Notícias

“Encontros ao Serão” Cuidar Também é Amar


O ciclo “Encontros ao Serão” recebeu, no passado dia 28 de maio, uma sessão marcada pela emoção, pela reflexão e pela partilha de experiências. A convidada foi Rita Joana Maia, autora do livro “A Minha Avó é Pequenina”, que trouxe ao público uma conversa franca sobre o cuidar, os desafios dos cuidadores informais e a forma como a sociedade encara a doença, a perda e o luto.

O dia 28 de maio, foi uma conversa intimista e proveitosa sobre Cuidar, que acolheu, na Marinha Grande, a comunicação e apresentação do livro “ A minha avó é pequenina” de Rita Joana Maia, que de uma forma direta e bem disposta de comunicar, partilhou a sua vivência marcada pela entrega, pela luta pelos direitos dos cuidadores informais e pela resistência perante a ausência de apoio institucional. A sua história é também a de milhares de cuidadores que sustentam, silenciosamente, os pilares do Serviço Nacional de Saúde.

Rita Joana pôs em palavras aquilo que a sociedade tende em evitar falar: o cuidar, a morte, o luto, a saudade e a transformação que a perda trazRita Joana parte da ideia de que vivemos o cuidar e a morte como choque, porque fugimos das conversas sobre perda, mudanças e despedidas, e que, por isso, não sabemos mais como acolher e partilhar a dor, nem honrar a memória do que ou de quem se foi.

Rita Joana, através do seu livro “A minha avó é pequenina” , faz um tributo comovente ao ato de Cuidar, narrado através da história de Adelaidinha — uma menina mulher que nos guia por uma vida de sonhos, desencantos e reconciliações.” Um verdadeiro abraço de ternura”, como descreve Marisa Matias no prefácio, que nos lembra da urgência de dar voz às mulheres que cuidam e que na maioria das vezes permanecem invisíveis.

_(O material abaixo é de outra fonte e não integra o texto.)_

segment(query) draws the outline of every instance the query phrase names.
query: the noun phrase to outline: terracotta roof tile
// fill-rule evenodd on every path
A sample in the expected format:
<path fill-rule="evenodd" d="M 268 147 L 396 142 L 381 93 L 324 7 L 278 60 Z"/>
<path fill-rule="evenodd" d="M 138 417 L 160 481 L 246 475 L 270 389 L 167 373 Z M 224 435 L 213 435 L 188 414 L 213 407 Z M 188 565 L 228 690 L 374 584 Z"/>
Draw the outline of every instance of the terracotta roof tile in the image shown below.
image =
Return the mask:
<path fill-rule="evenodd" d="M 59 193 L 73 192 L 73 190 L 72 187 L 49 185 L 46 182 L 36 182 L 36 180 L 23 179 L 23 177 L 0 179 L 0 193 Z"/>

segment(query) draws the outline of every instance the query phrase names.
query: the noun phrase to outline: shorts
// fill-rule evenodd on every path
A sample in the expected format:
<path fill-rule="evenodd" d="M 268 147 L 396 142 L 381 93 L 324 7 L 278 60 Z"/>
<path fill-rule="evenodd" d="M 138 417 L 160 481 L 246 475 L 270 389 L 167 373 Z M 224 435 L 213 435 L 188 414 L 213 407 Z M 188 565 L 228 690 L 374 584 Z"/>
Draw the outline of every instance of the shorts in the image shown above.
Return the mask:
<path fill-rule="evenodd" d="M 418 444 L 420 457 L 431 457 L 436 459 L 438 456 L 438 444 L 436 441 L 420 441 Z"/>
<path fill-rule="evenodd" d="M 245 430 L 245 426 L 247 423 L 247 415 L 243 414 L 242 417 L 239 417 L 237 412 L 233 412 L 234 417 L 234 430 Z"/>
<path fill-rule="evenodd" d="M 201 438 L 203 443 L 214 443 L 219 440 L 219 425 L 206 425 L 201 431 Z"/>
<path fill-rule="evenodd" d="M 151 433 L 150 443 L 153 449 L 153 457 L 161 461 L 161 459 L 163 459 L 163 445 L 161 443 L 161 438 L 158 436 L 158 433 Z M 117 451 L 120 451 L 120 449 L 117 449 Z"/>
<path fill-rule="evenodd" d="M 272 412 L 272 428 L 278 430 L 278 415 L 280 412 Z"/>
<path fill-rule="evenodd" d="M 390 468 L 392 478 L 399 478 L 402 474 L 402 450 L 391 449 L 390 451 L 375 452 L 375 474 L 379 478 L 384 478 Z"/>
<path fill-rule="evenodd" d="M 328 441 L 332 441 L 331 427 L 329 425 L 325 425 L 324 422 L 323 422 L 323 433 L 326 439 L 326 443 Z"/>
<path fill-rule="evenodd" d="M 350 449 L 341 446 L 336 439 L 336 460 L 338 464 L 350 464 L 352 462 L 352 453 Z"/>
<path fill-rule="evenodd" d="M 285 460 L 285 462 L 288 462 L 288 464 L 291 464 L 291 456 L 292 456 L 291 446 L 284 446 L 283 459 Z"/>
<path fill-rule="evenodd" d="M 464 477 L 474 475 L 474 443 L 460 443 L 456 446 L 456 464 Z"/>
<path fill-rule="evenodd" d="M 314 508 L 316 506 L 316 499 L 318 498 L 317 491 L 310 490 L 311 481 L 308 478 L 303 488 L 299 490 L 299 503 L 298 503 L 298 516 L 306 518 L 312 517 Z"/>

De forma despudorada e direta, falou das dificuldades burocráticas que todos os cuidadores informais têm de enfrentar para obter o estatuto de cuidador e da necessidade de se lutar e reivindicar por ele, pois sendo ela cuidadora informal há quase três décadas, tem lutado, desde sempre, pelos direitos dos cuidadores e pela resistência perante a ausência de apoios.

Falou ainda dos Apoios existentes: Cuidadores Informais, AMARA e APPSP (Associação Portuguesa Para Promoção da Saúde Pública),porque todos, um dia, seremos Cuidadores ou Cuidados.

 Nesta conversa dirigida a um público adulto, Rita Joana, cuidadora, de fim de vida e autora do livro, convidou-nos a refletir sobre os desafios, emoções e transformações associados ao papel de cuidador informal, numa comunicação empática e frontal, que nos fez repensar sobre cuidado, fragilidade, envelhecimento, afetos, dependência e luto, num espaço de escuta, diálogo e de grande proximidade humana.

Usando as palavras da nossa convidada, “Dignificar o Cuidador Informal é lutar por um papel que nos caberá a todos, sendo que um dia todos seremos Cuidadores ou Cuidados. Falar sobre este tema com gerações mais jovens é colocar-lhes nas mãos a continuidade de uma luta justa, necessária e urgente”.